The biological activity of 2-chloro-N-tolylacetamides synthesized by the N-chloroacetylation reaction of toluidine isomers with chloroacetyl chloride and N-(tolyl)-α-picolinamides synthesized by the N-acylation reaction with picolinic acid was studied in the PASS online program [https://www.way2drug.com/PassOnline/index.php]. The effect of the change of the acyl group in the isomers 2-chloro-N-tolylacetamide and N-(tolyl)-α-picolinamides on the biological activity of the amide derivatives was examined and compared. The cytotoxic effect of N-(tolyl)-α-picolinamide isomers was observed in vitro against epithelial cervical cancer, breast adenocarcinoma, and laryngeal adenocarcinoma in laboratory conditions.

АННОТАЦИЯ

Биологическая активность 2-хлор-N-толилацетамидов, синтезированных реакцией N-хлорацетилирования изомеров толуидина с хлорацетилхлоридом, и N-(толил)-α-пиколинамидов, синтезированных реакцией N-ацилирования с пиколиновой кислотой, изучалась в онлайн-программе PASS [https://www.way2drug.com/PassOnline/index.php]. Было изучено и сравнено влияние изменения ацильной группы в изомерах 2-хлор-N-толилацетамида и N-(толил)-α-пиколинамидов на биологическую активность производных амида. Цитотоксический эффект изомеров N-(толил)-α-пиколинамида наблюдался in vitro против эпителиального рака шейки матки, аденокарциномы молочной железы и аденокарциномы гортани в лабораторных условиях.

Keywords: acyl group, 2-chloro-N-tolylacetamide, PASS online program, N-(tolyl)-α-picolinamide, Pa and Pi values.

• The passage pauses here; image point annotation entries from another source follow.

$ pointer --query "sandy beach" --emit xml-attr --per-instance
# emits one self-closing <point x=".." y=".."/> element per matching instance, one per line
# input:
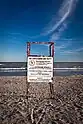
<point x="65" y="108"/>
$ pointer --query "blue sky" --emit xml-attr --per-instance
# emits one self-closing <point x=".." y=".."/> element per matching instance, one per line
<point x="60" y="21"/>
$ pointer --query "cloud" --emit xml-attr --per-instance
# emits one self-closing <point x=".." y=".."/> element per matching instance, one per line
<point x="61" y="19"/>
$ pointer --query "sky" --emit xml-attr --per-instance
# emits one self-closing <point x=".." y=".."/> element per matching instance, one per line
<point x="60" y="21"/>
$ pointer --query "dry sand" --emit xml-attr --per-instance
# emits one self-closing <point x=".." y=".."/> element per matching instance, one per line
<point x="65" y="108"/>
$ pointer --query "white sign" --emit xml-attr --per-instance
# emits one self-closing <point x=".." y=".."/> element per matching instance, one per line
<point x="40" y="69"/>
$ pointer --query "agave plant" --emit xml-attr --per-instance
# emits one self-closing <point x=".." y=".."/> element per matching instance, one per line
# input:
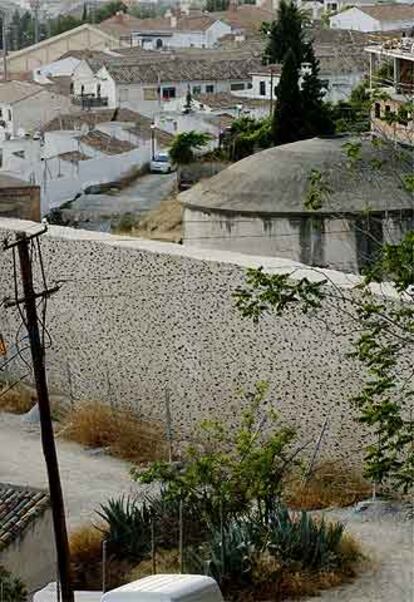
<point x="313" y="544"/>
<point x="11" y="588"/>
<point x="127" y="527"/>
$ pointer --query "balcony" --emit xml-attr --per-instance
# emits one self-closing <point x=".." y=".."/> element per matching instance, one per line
<point x="90" y="101"/>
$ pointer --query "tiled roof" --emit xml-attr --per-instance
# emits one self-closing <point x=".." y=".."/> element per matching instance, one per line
<point x="19" y="506"/>
<point x="246" y="17"/>
<point x="14" y="91"/>
<point x="178" y="69"/>
<point x="389" y="12"/>
<point x="74" y="121"/>
<point x="226" y="101"/>
<point x="125" y="25"/>
<point x="120" y="24"/>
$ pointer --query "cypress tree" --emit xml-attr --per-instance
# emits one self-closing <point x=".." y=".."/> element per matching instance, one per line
<point x="288" y="125"/>
<point x="316" y="114"/>
<point x="286" y="33"/>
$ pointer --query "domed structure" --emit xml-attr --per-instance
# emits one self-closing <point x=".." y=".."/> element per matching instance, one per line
<point x="326" y="202"/>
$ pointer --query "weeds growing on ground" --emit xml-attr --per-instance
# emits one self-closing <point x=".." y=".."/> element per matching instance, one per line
<point x="17" y="399"/>
<point x="125" y="435"/>
<point x="325" y="488"/>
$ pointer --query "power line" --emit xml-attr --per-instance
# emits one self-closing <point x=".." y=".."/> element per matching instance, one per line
<point x="25" y="244"/>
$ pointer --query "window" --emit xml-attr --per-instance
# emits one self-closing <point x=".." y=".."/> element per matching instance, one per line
<point x="236" y="87"/>
<point x="151" y="93"/>
<point x="168" y="93"/>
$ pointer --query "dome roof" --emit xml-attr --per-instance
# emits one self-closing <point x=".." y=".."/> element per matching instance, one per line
<point x="278" y="180"/>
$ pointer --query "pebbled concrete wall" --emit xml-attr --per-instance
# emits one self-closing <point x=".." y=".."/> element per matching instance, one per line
<point x="134" y="319"/>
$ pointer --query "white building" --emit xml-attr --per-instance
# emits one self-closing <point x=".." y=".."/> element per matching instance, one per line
<point x="26" y="107"/>
<point x="380" y="17"/>
<point x="148" y="87"/>
<point x="198" y="30"/>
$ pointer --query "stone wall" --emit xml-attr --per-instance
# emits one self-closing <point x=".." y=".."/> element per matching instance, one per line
<point x="135" y="320"/>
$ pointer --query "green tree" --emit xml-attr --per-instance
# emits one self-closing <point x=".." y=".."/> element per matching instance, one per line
<point x="286" y="34"/>
<point x="316" y="113"/>
<point x="184" y="145"/>
<point x="383" y="339"/>
<point x="288" y="119"/>
<point x="109" y="9"/>
<point x="11" y="587"/>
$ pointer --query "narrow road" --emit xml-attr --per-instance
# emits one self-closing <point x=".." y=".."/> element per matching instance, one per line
<point x="88" y="479"/>
<point x="100" y="211"/>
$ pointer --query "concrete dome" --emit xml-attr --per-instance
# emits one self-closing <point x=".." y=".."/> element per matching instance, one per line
<point x="276" y="181"/>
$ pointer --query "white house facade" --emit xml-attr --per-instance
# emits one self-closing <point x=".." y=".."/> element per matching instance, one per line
<point x="176" y="38"/>
<point x="386" y="17"/>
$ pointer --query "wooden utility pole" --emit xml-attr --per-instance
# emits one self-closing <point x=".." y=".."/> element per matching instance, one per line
<point x="48" y="442"/>
<point x="4" y="43"/>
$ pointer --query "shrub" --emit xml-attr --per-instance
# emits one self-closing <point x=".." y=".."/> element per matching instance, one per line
<point x="126" y="436"/>
<point x="127" y="528"/>
<point x="86" y="561"/>
<point x="12" y="588"/>
<point x="299" y="538"/>
<point x="85" y="546"/>
<point x="230" y="471"/>
<point x="17" y="399"/>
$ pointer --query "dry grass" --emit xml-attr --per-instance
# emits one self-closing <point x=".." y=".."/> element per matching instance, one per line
<point x="164" y="222"/>
<point x="125" y="436"/>
<point x="167" y="561"/>
<point x="275" y="581"/>
<point x="17" y="400"/>
<point x="328" y="486"/>
<point x="85" y="546"/>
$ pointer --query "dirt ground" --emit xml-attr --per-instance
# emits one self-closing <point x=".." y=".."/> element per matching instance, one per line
<point x="88" y="478"/>
<point x="386" y="533"/>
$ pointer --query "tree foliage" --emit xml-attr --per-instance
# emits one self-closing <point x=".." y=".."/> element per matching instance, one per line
<point x="184" y="146"/>
<point x="11" y="588"/>
<point x="286" y="33"/>
<point x="383" y="344"/>
<point x="230" y="471"/>
<point x="300" y="109"/>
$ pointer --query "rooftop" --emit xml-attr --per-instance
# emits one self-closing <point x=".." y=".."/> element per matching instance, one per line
<point x="15" y="91"/>
<point x="247" y="17"/>
<point x="74" y="121"/>
<point x="389" y="12"/>
<point x="179" y="69"/>
<point x="276" y="181"/>
<point x="19" y="506"/>
<point x="226" y="100"/>
<point x="124" y="24"/>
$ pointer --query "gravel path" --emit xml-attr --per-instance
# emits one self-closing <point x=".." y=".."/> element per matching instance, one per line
<point x="386" y="534"/>
<point x="87" y="478"/>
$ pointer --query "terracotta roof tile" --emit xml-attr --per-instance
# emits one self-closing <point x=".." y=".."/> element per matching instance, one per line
<point x="389" y="12"/>
<point x="19" y="506"/>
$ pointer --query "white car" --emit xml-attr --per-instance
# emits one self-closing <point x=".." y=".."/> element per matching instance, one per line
<point x="161" y="163"/>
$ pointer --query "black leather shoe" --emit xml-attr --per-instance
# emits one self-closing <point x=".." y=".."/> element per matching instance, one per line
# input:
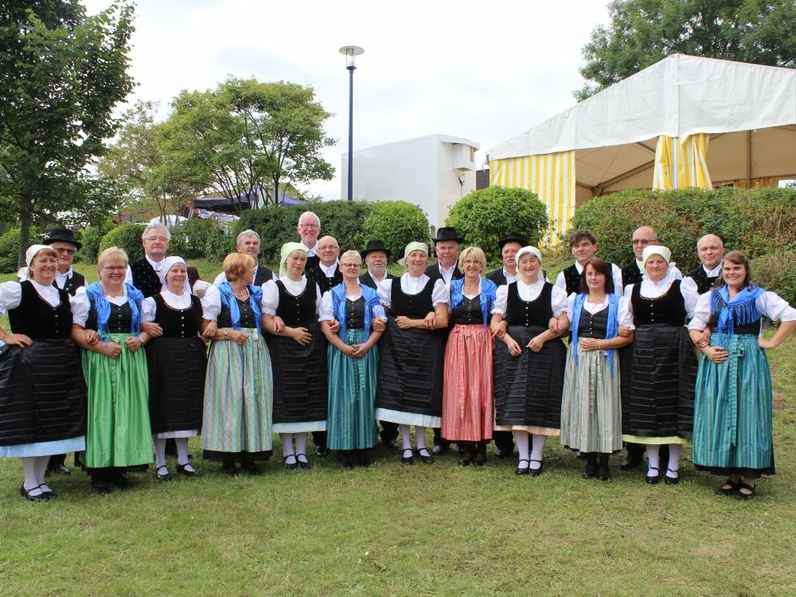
<point x="33" y="498"/>
<point x="304" y="462"/>
<point x="187" y="472"/>
<point x="410" y="459"/>
<point x="425" y="458"/>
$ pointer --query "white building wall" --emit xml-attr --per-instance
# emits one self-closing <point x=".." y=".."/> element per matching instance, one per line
<point x="433" y="172"/>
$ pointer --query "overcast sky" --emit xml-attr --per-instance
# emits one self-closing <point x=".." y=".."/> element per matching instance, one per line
<point x="485" y="71"/>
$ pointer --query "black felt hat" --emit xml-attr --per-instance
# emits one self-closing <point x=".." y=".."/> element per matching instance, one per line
<point x="62" y="235"/>
<point x="375" y="245"/>
<point x="513" y="237"/>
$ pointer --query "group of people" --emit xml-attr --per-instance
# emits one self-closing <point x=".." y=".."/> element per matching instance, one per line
<point x="318" y="348"/>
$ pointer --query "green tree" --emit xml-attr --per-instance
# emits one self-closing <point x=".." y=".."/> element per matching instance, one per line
<point x="484" y="216"/>
<point x="643" y="32"/>
<point x="396" y="223"/>
<point x="61" y="74"/>
<point x="245" y="135"/>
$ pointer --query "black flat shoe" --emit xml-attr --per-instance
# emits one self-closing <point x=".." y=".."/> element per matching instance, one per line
<point x="535" y="472"/>
<point x="671" y="480"/>
<point x="740" y="495"/>
<point x="653" y="479"/>
<point x="733" y="487"/>
<point x="426" y="458"/>
<point x="181" y="469"/>
<point x="32" y="498"/>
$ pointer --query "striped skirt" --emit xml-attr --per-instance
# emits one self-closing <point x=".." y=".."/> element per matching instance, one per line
<point x="468" y="407"/>
<point x="352" y="397"/>
<point x="238" y="399"/>
<point x="733" y="410"/>
<point x="591" y="404"/>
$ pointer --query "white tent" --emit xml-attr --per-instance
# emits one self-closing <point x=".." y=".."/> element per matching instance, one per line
<point x="734" y="123"/>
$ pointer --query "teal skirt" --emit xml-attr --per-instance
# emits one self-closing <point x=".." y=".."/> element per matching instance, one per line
<point x="733" y="410"/>
<point x="351" y="423"/>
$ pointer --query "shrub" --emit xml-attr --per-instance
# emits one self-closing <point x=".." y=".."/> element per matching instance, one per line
<point x="127" y="237"/>
<point x="396" y="223"/>
<point x="9" y="251"/>
<point x="484" y="216"/>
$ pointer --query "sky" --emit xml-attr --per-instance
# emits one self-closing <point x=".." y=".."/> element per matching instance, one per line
<point x="485" y="71"/>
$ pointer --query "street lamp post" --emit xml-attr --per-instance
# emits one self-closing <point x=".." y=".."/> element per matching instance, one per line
<point x="350" y="52"/>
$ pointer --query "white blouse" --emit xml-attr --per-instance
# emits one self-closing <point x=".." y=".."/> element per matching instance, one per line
<point x="769" y="304"/>
<point x="81" y="304"/>
<point x="623" y="313"/>
<point x="410" y="285"/>
<point x="175" y="301"/>
<point x="271" y="293"/>
<point x="650" y="289"/>
<point x="528" y="293"/>
<point x="327" y="306"/>
<point x="11" y="295"/>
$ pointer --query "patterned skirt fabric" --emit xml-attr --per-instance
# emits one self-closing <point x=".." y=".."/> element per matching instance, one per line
<point x="238" y="399"/>
<point x="591" y="406"/>
<point x="467" y="396"/>
<point x="119" y="433"/>
<point x="733" y="410"/>
<point x="528" y="387"/>
<point x="658" y="401"/>
<point x="410" y="375"/>
<point x="352" y="397"/>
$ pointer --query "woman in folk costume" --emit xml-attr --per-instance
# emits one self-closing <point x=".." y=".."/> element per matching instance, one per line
<point x="353" y="362"/>
<point x="468" y="412"/>
<point x="412" y="352"/>
<point x="529" y="318"/>
<point x="658" y="403"/>
<point x="42" y="394"/>
<point x="239" y="383"/>
<point x="733" y="410"/>
<point x="591" y="404"/>
<point x="177" y="362"/>
<point x="107" y="325"/>
<point x="291" y="306"/>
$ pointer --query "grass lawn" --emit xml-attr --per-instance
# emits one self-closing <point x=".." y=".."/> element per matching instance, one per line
<point x="419" y="530"/>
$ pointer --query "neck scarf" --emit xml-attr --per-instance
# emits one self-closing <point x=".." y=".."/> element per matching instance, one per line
<point x="96" y="297"/>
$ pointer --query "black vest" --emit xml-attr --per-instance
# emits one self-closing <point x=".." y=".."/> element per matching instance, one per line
<point x="36" y="318"/>
<point x="703" y="281"/>
<point x="178" y="323"/>
<point x="533" y="313"/>
<point x="414" y="306"/>
<point x="297" y="311"/>
<point x="630" y="275"/>
<point x="73" y="282"/>
<point x="669" y="308"/>
<point x="572" y="278"/>
<point x="145" y="278"/>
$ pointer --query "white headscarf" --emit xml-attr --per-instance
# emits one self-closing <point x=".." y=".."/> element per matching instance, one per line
<point x="536" y="253"/>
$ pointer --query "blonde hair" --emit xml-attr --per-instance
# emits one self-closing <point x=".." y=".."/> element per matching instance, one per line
<point x="111" y="253"/>
<point x="238" y="265"/>
<point x="475" y="252"/>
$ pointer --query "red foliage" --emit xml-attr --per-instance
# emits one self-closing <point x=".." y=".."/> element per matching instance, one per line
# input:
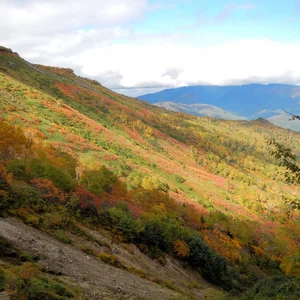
<point x="86" y="199"/>
<point x="48" y="190"/>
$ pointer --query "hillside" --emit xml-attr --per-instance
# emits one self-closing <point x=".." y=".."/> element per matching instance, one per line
<point x="250" y="101"/>
<point x="201" y="192"/>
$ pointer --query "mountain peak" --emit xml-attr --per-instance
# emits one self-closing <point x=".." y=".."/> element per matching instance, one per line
<point x="4" y="50"/>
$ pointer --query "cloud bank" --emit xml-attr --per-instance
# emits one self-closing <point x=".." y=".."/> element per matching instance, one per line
<point x="99" y="39"/>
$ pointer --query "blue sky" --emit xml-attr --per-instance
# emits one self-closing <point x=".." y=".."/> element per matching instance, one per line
<point x="140" y="46"/>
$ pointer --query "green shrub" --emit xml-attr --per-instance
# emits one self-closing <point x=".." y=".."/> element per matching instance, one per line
<point x="276" y="287"/>
<point x="61" y="236"/>
<point x="42" y="288"/>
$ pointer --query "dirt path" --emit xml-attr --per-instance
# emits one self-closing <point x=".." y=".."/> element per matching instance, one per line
<point x="98" y="280"/>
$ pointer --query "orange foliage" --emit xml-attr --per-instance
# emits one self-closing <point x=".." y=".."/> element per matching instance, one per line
<point x="13" y="142"/>
<point x="181" y="249"/>
<point x="86" y="199"/>
<point x="49" y="191"/>
<point x="223" y="244"/>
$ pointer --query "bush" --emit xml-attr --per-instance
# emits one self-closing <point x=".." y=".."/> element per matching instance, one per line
<point x="2" y="280"/>
<point x="276" y="287"/>
<point x="42" y="288"/>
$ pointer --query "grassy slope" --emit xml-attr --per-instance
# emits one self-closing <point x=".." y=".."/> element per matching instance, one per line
<point x="218" y="166"/>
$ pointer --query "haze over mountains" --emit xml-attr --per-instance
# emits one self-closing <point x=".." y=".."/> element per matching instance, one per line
<point x="250" y="102"/>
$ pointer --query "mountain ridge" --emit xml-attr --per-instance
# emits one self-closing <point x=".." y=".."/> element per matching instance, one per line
<point x="246" y="101"/>
<point x="203" y="190"/>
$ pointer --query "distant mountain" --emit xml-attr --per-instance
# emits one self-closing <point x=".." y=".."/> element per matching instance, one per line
<point x="164" y="205"/>
<point x="246" y="101"/>
<point x="200" y="110"/>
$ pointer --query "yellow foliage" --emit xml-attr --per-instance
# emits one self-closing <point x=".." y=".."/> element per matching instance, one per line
<point x="181" y="249"/>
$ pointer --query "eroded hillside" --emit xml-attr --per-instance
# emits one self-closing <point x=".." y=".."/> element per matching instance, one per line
<point x="202" y="190"/>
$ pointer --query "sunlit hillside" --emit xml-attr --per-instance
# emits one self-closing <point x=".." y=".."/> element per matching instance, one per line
<point x="158" y="179"/>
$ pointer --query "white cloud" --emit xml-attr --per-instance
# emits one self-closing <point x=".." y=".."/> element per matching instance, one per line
<point x="97" y="39"/>
<point x="173" y="65"/>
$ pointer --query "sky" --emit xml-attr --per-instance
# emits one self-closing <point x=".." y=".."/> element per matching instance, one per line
<point x="136" y="47"/>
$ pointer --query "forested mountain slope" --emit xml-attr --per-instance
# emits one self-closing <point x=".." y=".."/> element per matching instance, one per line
<point x="202" y="190"/>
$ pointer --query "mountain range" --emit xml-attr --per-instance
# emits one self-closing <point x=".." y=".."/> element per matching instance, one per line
<point x="270" y="101"/>
<point x="104" y="196"/>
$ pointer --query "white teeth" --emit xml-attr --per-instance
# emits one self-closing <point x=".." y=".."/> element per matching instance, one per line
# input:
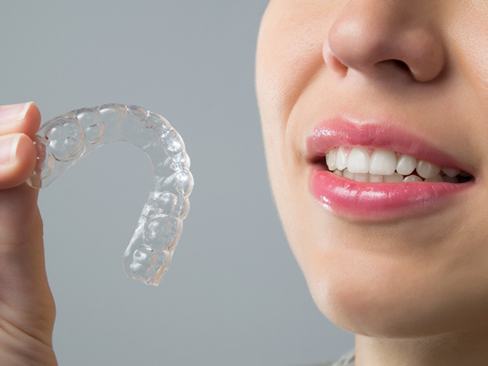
<point x="426" y="169"/>
<point x="406" y="164"/>
<point x="375" y="178"/>
<point x="347" y="174"/>
<point x="395" y="177"/>
<point x="361" y="177"/>
<point x="341" y="158"/>
<point x="358" y="160"/>
<point x="382" y="165"/>
<point x="412" y="178"/>
<point x="382" y="162"/>
<point x="330" y="158"/>
<point x="450" y="172"/>
<point x="435" y="178"/>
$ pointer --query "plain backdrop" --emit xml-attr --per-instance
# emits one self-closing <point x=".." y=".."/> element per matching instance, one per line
<point x="234" y="294"/>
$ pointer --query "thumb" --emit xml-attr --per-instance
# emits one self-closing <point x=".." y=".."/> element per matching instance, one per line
<point x="27" y="308"/>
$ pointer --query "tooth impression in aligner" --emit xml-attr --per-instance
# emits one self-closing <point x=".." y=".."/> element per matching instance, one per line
<point x="64" y="140"/>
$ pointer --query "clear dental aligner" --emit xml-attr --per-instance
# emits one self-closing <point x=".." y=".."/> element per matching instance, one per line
<point x="65" y="139"/>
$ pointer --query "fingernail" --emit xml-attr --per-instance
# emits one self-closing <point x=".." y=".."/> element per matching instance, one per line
<point x="13" y="112"/>
<point x="8" y="148"/>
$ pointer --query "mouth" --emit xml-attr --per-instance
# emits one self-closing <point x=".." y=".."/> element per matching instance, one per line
<point x="378" y="171"/>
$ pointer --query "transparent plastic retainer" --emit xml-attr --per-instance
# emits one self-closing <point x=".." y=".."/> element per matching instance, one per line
<point x="65" y="139"/>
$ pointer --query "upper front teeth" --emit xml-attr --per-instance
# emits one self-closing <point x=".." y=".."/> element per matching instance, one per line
<point x="382" y="162"/>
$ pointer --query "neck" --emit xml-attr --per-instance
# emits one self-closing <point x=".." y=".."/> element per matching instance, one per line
<point x="449" y="349"/>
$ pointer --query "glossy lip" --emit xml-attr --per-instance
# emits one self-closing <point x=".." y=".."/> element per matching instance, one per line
<point x="378" y="201"/>
<point x="336" y="132"/>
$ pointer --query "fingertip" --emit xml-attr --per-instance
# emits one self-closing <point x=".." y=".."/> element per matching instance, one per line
<point x="22" y="164"/>
<point x="32" y="119"/>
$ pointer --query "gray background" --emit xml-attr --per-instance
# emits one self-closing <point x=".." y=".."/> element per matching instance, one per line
<point x="234" y="294"/>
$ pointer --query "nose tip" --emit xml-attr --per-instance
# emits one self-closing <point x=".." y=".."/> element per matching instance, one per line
<point x="368" y="39"/>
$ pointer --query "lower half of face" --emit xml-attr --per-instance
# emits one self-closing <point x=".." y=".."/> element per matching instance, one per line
<point x="414" y="275"/>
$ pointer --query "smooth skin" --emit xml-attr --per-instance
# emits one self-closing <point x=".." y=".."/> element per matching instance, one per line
<point x="27" y="307"/>
<point x="413" y="291"/>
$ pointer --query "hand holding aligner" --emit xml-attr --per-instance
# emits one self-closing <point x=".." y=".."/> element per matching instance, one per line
<point x="65" y="139"/>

Ключевые слова: ацилная группа, oнлайн-программа PASS, N-(толил)-α-пиколинамид, значения Pa и Pi, 2-хлор-N-толилацетамид.

Introduction. Today, the development of new, more effective, and safe drugs is one of the priority tasks of organic chemistry, and in the production of such drugs, the PASS, GUSAR and PharmaExpert programs are widely used, which allow predicting various types of biological activity with high accuracy based on the structural formulas of compounds belonging to various chemical classes. Based on these programs, the initial approximate primary biological activities of organic compounds are revealed and based on the primary results obtained  based on the program, the biological activities of substances are studied in practice. Synthesis based on the analysis of theoretical studies avoids the waste of time and unnecessary reagents.

Review of relevant literature. One of the most important properties of chemical compounds is their biological activity, the presence of which allows or, conversely, prevents the practical application of a chemical compound in medicine, cosmetics, food industry, agricultural chemistry, and other fields [1]. The functional possibilities of amides attract great attention in current chemical and industrial research not only due to their broad biological and pharmacological activity, but also because they are versatile reagents for the synthesis of various useful molecules. When reviewing the literature,  more than 50% of known drugs contain amide units. Among them, picolinamide-based anticancer drugs such as sorafenib and regorafenib (multikinase inhibitors), 2-anilinobenzothiazole derivatives (BRAFV600E and C-RAF inhibitor), and BLZ-945 (FMS inhibitor) contain N-methylpicolinamide and are its main components [2-6]. Nowadays, it is important to develop effective methods for the synthesis of amide-linked compounds from carboxylic acids and their halogen anhydrides. In this regard, convenient methods for the synthesis of amides based on the reactions of aniline and some substituted anilines with chloroacetyl chloride and picolinic acid have been developed, and the structure of the synthesized amide derivatives has been confirmed by IR, 1H NMR, 13C NMR spectroscopy, mass spectrometry and X-ray structural analysis [7-9]. Preliminary estimates of the primary biological activities of the obtained amide derivatives were studied in the PASS online program, and preliminary conclusions were drawn.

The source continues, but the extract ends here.